Almost 90% of Indonesians identify as Muslim, with millions not only practicing Islam in their personal lives but joining Muslim mass organisations as well. 'Aspirational pietism' is a growth industry in Indonesia, producing a boom in Muslim fashion, banking and media.
But when it comes to voting, the support for Islam-based parties is surprisingly low.
Candidates from parties that are Islamist in policy or identity do not feature among the frontrunners for president, with Joko 'Jokowi' Widodo from the secular Indonesian Democratic Party of Struggle (PDI-P) well in front in most polls, followed by candidates from secular parties such as Gerindra, Golkar and the Democratic Party. However, the absence of Islam-based parties among the top contenders does not mean Islam is absent entirely from Indonesian politics.
In his first week as an official presidential candidate, Jokowi paid his respects to Indonesia's two biggest Muslim organisations, Nahdlatul Ulama (NU) and Muhammadiyah. NU, with an estimated membership of around 40 million, is a traditionalist group known to incorporate syncretic Javanese beliefs of the type Jokowi is rumoured to hold. Muhammadiyah, which claims around 30 million members, is a modernist group that discourages syncretism and promotes a more conservative interpretation of Islamic texts.

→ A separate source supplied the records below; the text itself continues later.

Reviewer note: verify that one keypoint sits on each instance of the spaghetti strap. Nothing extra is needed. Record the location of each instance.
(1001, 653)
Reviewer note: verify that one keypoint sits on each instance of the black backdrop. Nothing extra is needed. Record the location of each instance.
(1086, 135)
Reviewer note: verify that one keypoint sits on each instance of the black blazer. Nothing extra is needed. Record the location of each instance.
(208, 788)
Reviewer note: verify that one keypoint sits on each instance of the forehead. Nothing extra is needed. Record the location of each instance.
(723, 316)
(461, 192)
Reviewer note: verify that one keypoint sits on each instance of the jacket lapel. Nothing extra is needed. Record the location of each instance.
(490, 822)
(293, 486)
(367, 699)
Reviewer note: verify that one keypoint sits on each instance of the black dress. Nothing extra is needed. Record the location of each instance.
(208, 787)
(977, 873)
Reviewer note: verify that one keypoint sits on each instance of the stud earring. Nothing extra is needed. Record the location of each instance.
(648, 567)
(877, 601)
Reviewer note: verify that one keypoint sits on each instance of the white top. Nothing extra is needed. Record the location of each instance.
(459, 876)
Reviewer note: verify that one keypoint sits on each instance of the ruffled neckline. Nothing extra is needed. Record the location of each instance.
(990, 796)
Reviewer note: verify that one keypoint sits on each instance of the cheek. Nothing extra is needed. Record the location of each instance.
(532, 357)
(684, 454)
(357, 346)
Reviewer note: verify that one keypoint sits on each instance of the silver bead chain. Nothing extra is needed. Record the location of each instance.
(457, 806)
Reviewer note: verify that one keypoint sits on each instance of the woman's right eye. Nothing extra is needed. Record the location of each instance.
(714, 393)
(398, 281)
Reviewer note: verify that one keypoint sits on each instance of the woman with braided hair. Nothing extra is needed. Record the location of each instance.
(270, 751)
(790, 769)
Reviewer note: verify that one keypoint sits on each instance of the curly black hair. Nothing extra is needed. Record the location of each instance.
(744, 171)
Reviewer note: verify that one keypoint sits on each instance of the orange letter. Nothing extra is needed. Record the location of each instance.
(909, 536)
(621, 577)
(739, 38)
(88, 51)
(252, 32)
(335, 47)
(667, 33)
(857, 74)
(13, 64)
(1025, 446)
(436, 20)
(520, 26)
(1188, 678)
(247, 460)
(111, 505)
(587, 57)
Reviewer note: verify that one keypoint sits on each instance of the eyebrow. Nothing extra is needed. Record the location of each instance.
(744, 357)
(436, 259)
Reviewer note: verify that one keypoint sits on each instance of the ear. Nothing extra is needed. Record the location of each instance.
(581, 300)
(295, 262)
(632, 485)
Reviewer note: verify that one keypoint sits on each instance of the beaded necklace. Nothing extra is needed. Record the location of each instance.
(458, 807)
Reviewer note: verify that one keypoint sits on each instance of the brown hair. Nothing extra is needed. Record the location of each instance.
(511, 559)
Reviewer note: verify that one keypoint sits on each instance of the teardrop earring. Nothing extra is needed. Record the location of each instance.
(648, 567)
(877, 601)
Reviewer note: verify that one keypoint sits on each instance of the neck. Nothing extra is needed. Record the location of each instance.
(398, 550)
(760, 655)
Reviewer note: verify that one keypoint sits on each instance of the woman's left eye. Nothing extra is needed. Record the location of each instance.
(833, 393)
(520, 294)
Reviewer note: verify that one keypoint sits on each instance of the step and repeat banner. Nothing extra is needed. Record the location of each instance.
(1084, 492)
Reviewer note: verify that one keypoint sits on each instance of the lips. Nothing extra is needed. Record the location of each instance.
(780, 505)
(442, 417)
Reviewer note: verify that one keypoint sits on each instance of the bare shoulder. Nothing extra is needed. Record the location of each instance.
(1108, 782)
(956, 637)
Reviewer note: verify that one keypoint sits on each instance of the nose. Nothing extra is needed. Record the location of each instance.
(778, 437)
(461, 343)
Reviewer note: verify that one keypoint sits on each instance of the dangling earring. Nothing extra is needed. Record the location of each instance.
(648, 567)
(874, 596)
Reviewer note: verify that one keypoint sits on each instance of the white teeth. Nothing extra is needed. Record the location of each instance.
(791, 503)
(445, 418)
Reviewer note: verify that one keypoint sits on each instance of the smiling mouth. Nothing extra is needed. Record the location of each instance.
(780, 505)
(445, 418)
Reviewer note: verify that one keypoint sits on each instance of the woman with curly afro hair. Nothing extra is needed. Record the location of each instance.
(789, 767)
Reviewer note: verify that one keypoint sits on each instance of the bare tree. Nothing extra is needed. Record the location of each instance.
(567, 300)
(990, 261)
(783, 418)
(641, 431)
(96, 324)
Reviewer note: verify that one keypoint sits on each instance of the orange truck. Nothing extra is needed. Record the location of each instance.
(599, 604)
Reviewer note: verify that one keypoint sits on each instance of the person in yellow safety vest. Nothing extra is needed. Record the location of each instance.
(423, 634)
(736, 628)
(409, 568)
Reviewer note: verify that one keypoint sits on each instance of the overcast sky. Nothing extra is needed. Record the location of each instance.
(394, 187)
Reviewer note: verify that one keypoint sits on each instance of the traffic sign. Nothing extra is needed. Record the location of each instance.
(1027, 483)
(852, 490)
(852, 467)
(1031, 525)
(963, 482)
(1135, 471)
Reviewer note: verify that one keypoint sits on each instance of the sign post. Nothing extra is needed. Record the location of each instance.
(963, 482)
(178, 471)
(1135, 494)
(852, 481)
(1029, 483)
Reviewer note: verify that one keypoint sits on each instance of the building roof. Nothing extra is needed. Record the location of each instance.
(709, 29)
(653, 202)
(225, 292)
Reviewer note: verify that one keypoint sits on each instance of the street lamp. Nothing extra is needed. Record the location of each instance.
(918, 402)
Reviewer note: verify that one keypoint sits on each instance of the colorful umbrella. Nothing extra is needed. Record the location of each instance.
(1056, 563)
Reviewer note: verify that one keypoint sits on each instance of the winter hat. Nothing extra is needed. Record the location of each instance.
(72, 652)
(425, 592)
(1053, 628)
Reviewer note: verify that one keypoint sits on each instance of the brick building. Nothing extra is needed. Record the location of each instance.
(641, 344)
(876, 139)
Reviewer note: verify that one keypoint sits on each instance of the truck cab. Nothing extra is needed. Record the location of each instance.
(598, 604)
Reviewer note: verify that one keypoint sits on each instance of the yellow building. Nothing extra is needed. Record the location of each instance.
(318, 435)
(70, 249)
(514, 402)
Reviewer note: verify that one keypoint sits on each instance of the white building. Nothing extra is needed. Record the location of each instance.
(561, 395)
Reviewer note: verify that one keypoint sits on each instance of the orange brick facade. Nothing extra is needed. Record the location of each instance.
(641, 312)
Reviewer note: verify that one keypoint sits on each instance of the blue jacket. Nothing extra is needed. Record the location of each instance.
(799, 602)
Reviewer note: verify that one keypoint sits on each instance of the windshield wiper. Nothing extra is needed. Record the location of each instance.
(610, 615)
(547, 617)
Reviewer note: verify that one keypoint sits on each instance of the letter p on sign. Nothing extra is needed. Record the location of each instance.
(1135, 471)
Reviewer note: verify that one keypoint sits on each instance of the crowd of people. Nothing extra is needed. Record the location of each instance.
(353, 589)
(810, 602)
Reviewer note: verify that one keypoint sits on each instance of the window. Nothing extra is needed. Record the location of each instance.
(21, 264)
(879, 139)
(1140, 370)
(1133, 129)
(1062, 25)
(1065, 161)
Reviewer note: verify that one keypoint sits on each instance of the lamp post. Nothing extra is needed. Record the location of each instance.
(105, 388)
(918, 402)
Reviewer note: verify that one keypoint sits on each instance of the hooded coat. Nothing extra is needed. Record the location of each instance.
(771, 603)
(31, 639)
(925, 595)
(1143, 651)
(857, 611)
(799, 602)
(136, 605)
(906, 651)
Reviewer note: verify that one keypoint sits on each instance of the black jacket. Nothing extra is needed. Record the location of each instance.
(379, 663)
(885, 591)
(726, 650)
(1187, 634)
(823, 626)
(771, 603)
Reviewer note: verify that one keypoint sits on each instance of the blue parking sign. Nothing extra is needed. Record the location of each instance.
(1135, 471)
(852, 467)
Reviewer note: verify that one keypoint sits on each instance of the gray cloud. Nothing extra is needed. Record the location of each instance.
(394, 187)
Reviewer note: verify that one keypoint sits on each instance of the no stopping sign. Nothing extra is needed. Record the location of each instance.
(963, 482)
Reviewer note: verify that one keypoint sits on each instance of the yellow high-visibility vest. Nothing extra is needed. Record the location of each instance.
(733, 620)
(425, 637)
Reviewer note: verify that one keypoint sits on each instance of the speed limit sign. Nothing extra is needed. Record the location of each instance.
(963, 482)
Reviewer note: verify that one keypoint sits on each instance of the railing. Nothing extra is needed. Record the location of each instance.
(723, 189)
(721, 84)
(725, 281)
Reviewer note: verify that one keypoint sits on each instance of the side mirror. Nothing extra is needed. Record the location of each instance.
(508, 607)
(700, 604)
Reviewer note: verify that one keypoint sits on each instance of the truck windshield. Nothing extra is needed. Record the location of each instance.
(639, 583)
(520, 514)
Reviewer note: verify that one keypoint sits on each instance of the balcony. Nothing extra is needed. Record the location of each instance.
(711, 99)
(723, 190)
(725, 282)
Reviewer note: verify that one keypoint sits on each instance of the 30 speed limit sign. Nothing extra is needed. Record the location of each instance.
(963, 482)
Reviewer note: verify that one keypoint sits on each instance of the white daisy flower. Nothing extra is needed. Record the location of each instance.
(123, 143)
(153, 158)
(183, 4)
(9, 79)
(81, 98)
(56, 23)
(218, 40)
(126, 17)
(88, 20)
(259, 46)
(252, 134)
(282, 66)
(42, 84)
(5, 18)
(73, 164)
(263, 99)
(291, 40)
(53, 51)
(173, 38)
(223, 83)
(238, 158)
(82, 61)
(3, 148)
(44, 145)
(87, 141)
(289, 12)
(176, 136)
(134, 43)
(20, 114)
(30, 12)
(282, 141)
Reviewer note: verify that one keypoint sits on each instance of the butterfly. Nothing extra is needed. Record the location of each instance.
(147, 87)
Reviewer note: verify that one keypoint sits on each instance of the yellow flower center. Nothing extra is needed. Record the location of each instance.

Neither group has its own political party, though the interests of both are represented by certain parties. Muhammadiyah's interests are represented by the National Mandate Party (PAN), established by former Muhammadiyah chairman Amien Rais. NU finds its voice in the National Awakening Party (PKB), which counts among its founders former NU chairman and president of Indonesia Abdurrahman Wahid. The United Development Party (PPP), a forced coalition of four Islam-based parties under Suharto's New Order, recruits both NU and Muhammadiyah members, as does the reform-era Prosperous Justice Party (PKS).
Even with connections to mass organisations like NU and Muhammadiyah, these parties struggle to reach the top rungs of politics without entering into coalitions with secular parties.
In Indonesia, so-called secular parties adhere to Pancasila, the national ideology, which places as its first principle the belief in God. In this respect, the ideological basis of secular parties is not so different to that of pluralist ones like PAN and PKB, despite their Islamic identity. Even the secular PDI-P has a religious wing called Baitul Muslimin Indonesia, established by chairwoman Megawati Sukarnoputri in 2007 to attract Muslim voters.
Islamist parties such as the PPP and PKS are different in that they identify Islam as an ideological foundation, something that was banned under the New Order. However, their looser ties with NU and Muhammadiyah make for a fragmented support base. PKS made gains in the 2004 and 2009 elections by capitalising on its religious image as a 'clean and caring' party, but has since largely lost this image through the 'beef-gate' scandal involving former party chairman Luthfi Hasan Ishaaq, and the multiple public gaffes of current chairman Tifatul Sembiring, who has found a disdaining audience online.
Lost claims to moral superiority and a lack of ideological difference to secular parties has made it difficult for Islam-oriented parties to compete in Indonesian politics. Another lost selling point has come with the improved provision of social welfare by secular parties, undercutting the services provided in health and education by NU and Muhammadiyah. Though still far from perfect, government welfare services are improving and in some cases now cater better to poorer voters than those provided by the two big Muslim organisations.
With all three factors thrown into question, Islam-based parties have lost their major platforms for public support. Meanwhile, secular parties are free to court all religious groups and make promises on social welfare from a non-Islamic, but still religious, ideological background.
As Jokowi's visits to Muhammadiyah and NU show, in Indonesia's elections this year it will be Islamic pietism, not parties, that will pull in the votes.